I also have the concerns about those complicated logN datastructures introducing a high overhead (echoed here in "Faster Tests": http://erich.realtimerendering.com/ptinpoly/) that might mean they are impractical. Another thing i really am trying to keep is "one codepath" without specialization for different types of polygons in any way. This makes it easier to understand what the adversaries are.

We just have to keep in mind this stuff here is still linear time, but I think its a practical improvement. So maybe there is a similar more 1980s approach for geo3d that is "good enough" but not too complicated there as well.

asfimport commented 8 years ago

Robert Muir (@rmuir) (migrated from JIRA)

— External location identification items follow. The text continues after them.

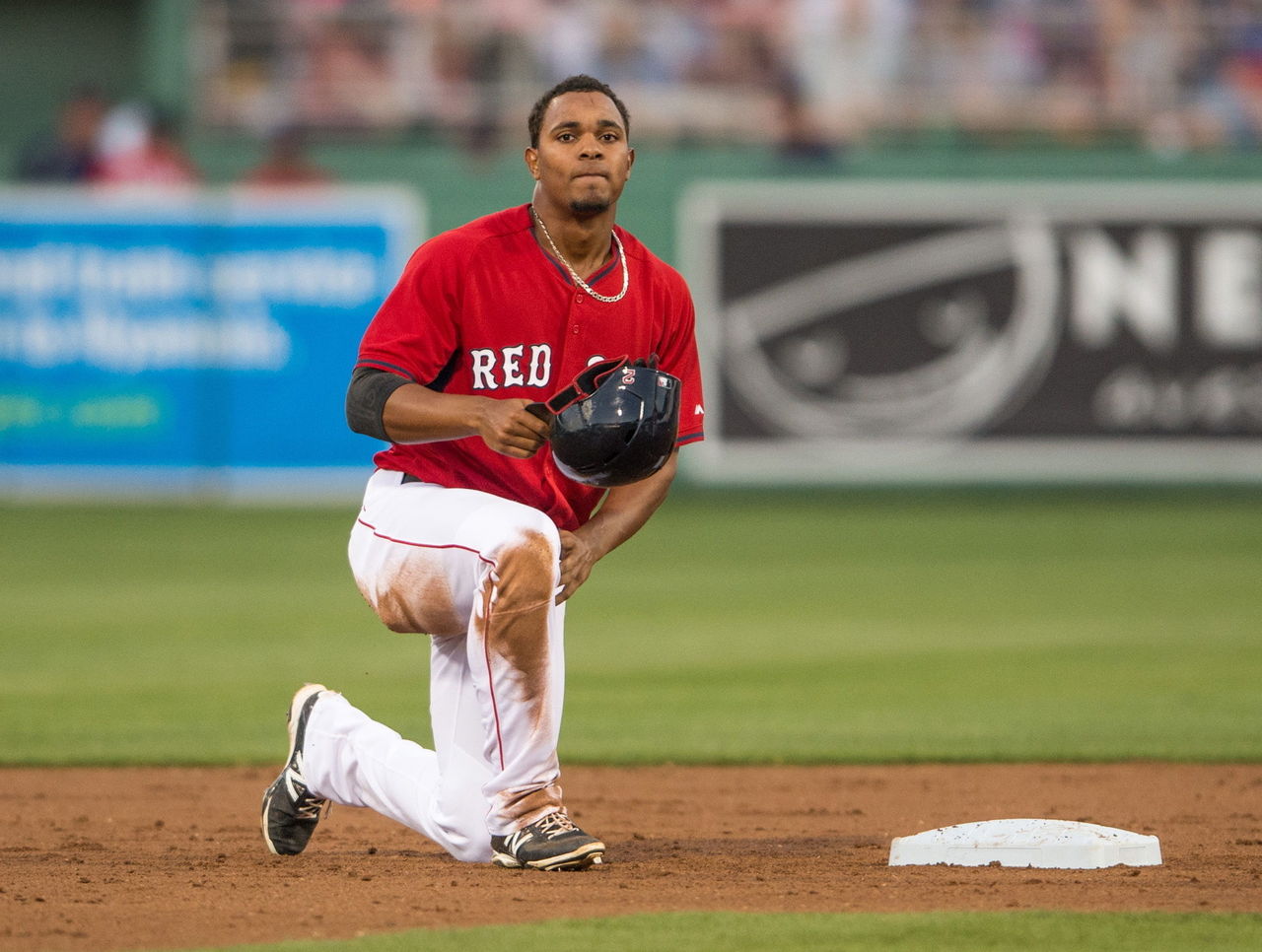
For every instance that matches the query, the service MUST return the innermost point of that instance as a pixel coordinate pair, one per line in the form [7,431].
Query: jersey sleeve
[415,330]
[678,356]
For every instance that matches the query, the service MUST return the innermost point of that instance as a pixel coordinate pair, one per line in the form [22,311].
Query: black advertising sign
[973,330]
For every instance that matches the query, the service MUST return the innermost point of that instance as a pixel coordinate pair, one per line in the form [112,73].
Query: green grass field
[737,627]
[824,627]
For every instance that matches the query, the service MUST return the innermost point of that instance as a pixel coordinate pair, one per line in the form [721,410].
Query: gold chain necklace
[580,281]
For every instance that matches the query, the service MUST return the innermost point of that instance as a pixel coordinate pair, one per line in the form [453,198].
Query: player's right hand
[508,428]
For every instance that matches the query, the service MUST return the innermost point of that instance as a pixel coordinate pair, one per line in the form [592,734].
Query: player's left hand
[577,559]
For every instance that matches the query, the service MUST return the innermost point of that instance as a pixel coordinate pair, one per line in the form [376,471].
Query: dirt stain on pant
[517,614]
[523,807]
[418,599]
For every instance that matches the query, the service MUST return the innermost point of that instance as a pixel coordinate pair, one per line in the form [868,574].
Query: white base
[1045,844]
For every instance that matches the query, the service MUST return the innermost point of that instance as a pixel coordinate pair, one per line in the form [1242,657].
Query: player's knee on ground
[526,569]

I added minor cleanups and comments to make this less sandy. Its passed 100 beast rounds. I will test some more and get it in jenkins and followup with other improvements.

asfimport commented 8 years ago

Robert Muir (@rmuir) (migrated from JIRA)

Just as a followup: the still-sluggish performance of the synthetic polys in the benchmarks here versus the "real" ones is mostly due to the actual luceneutil poly generation code in the benchmark itself: this is very slow. I will try to fix it so we can have a better understanding of when/where/how things degrade.

asfimport commented 8 years ago

Michael McCandless (@mikemccand) (migrated from JIRA)

Ultimately, I think we should just yank the slower polygon support out of Polygon.java, make it a pure holder class.

+1

asfimport commented 8 years ago

Chris M. Hostetter (@hossman) (migrated from JIRA)

Manually correcting fixVersion per Step #S5 of #8326

FWIW: This issue has no commits linked in comments, so I'm only assuming "fix=6.0" should be replaced with "fix=master" based on the timeframe the issue was created/resolved in.